The story of Christ’s transfiguration, when his face shone with the glory of his divine nature, is one of my favorites. I think it is the best expression of what grace is doing in humans, shining us up so that we glow with the glory of God whose image we share. The apostle Paul clearly felt it was a good example too, because he uses the image of Moses speaking with God and having to veil his shining face as an example of how those who are closest to the revelation of God sometimes cover it up for the comfort of others, and how that is no longer the way that the truth of God is to be shared. He makes the contrast with himself and other Christian witnesses, who like Peter, James and John experience the glory of God in Christ, and are instructed by Jesus not to cover it with a tent. The grace of God in Christ is for everyone, but it makes some of us very uncomfortable. What if other people aren’t as together as we are and we bring them into our joy only to have to deal with their problems? What if they aren’t following God’s way the way we think they should? What if we need a tent to keep our God contained in?

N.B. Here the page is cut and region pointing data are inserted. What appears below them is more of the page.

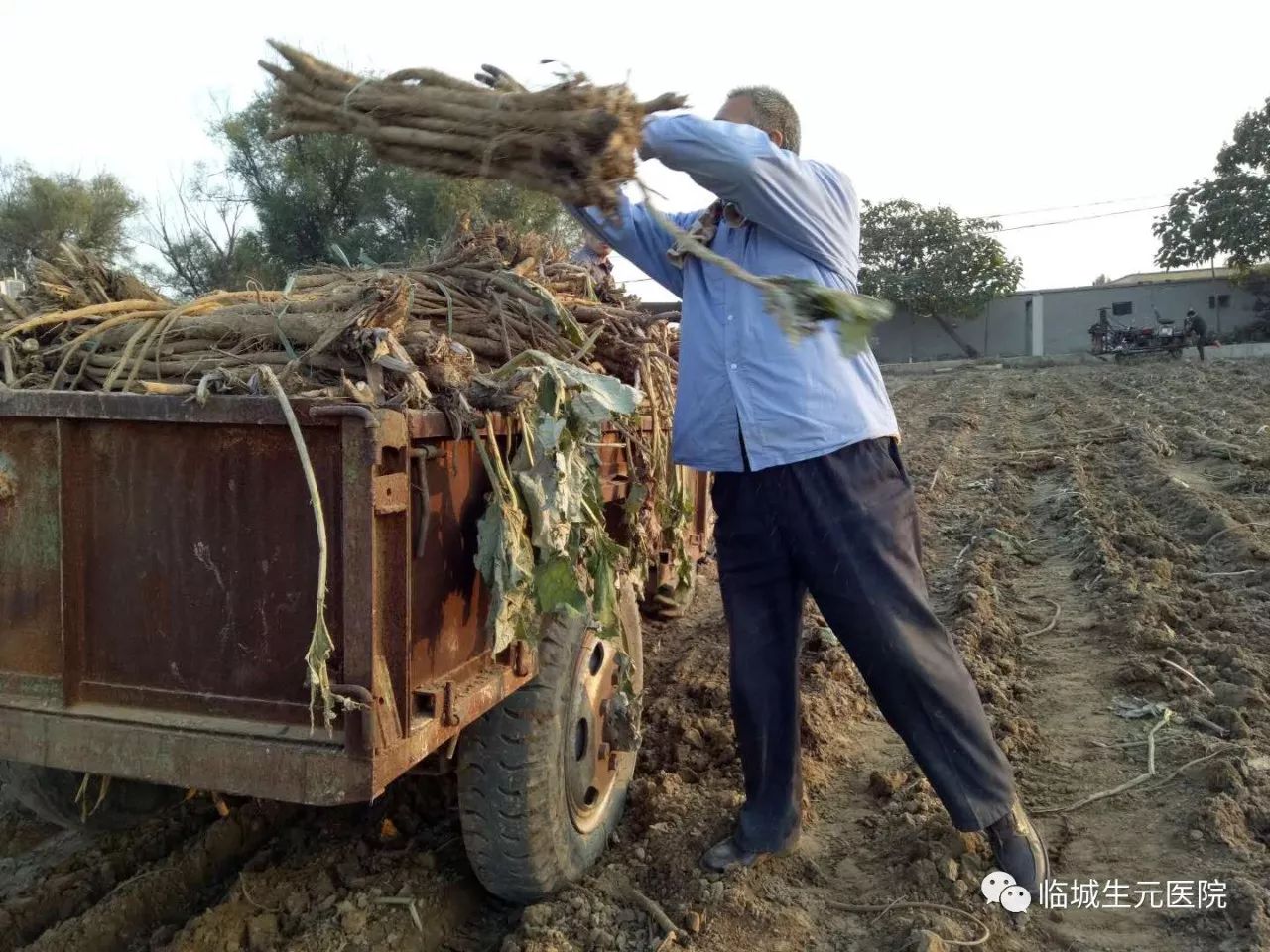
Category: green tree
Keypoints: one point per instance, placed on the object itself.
(203, 240)
(1227, 214)
(317, 191)
(934, 263)
(39, 212)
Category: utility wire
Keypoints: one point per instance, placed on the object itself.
(1069, 207)
(1083, 217)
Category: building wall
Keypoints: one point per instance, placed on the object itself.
(1005, 329)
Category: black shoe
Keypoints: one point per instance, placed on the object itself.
(726, 855)
(1020, 851)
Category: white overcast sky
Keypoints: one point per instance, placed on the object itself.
(992, 108)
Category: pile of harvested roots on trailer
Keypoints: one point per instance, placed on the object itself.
(494, 324)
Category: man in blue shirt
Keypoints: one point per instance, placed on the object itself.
(810, 489)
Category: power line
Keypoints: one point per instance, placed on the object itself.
(1083, 217)
(1066, 207)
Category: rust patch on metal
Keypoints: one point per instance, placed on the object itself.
(391, 493)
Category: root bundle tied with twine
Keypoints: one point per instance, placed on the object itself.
(574, 141)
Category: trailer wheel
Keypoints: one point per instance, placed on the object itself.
(670, 602)
(51, 794)
(541, 778)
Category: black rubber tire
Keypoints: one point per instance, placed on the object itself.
(520, 838)
(50, 794)
(666, 603)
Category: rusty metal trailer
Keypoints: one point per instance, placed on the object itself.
(158, 567)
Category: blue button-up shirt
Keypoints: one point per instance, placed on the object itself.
(793, 402)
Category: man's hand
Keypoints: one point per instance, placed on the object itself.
(498, 80)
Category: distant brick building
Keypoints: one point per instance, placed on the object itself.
(1057, 320)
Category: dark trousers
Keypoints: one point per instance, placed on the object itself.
(842, 527)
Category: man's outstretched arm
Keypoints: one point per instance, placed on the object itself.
(639, 239)
(807, 204)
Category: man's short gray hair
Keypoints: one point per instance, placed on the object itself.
(772, 113)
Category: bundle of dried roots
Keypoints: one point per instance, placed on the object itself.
(574, 140)
(423, 334)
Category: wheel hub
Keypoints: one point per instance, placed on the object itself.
(590, 763)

These anxieties sometimes mask a bigger fear: What if we aren’t shiny enough or good enough to show God to others? It’s a reasonable fear to have, but it contradicts the revelation in Scripture. We are not to hide away our least beloved parts: our mental struggles, our fears and shame, and our guilt. We are to allow them to be transfigured by the Spirit of the Lord into the beautiful image of God that we are. Making the “open statement of the truth” of God’s love for the world requires that we not be ashamed of who we are and how we love others. All of us make mistakes, all of us fall short, but we can always be transformed by the love of God and share that with others. The love that is God’s very essence will shine out of our faces if we allow it to. It may make others uncomfortable that we welcome all and love all people, but we cannot veil our faces when our witness to God’s love is so urgently needed in the world.

Earlier this week, many of you read about the decision of the United Methodist church to strengthen its discipline against LGBTQ clergy and against the relationships of LGBTQ persons being recognized by the denomination. While I, and I suspect many of you, are saddened by this, it is an opportunity to be a place of welcome for our brothers and sisters in Christ for as long as they need it, and to continue showing the unveiled love of Christ to all. I am so proud and happy to be with you and to experience the warmth of this community toward LGBTQ persons. The LGBTQ support groups we host and our affirming, welcoming community, are part of our commitment to the truth of God’s love being for all people. We can do more to be clear that we welcome all, and I invite any of you who have ideas and thoughts about how we can continue to grow in hospitality and invitation to people who have not been in church or have been harmed by the church in the past to share them with me and with the vestry.

Wednesday is Ash Wednesday, when I hope we will all gather to address God this way: “Almighty and everlasting God, you hate nothing you have made and forgive the sins of all who are penitent…” (from the Collect of the Day, BCP p.264). We are all sinners, but we are not sinners because of who we are, but because of how we choose to separate ourselves from God and others. The liturgy will continue with readings and prayers, and will include the imposition of ashes, with the words: “Remember that you are dust, and to dust you shall return.” To some this is a hard thing to hear, but I hear the loving voice of my creator saying that I am no more and no less than a creature of God. It is like hearing “remember that you are God’s, and to God you will return.”

It reassures me to know that God made me from the dust, which God also created out of God’s own essence. It reassures me to know I will return to that God just as beloved as I was made. I remember that the dust, and I, are God’s creative work, and that I am never to be separated from God. Neither will you. There will be sins and temptations that pull us further away from God, but we will always return and be welcomed by the God who made us and loves us. “All of us, with unveiled faces…” will be transformed by grace, and we have the power to show others that grace. When you come to church this Wednesday (at 7 a.m., 12 p.m., 5:30 p.m. and 7:30 p.m.) I will be waiting with some of that dust, to remind you who you are. It’s up to you to show Christ’s face when you leave.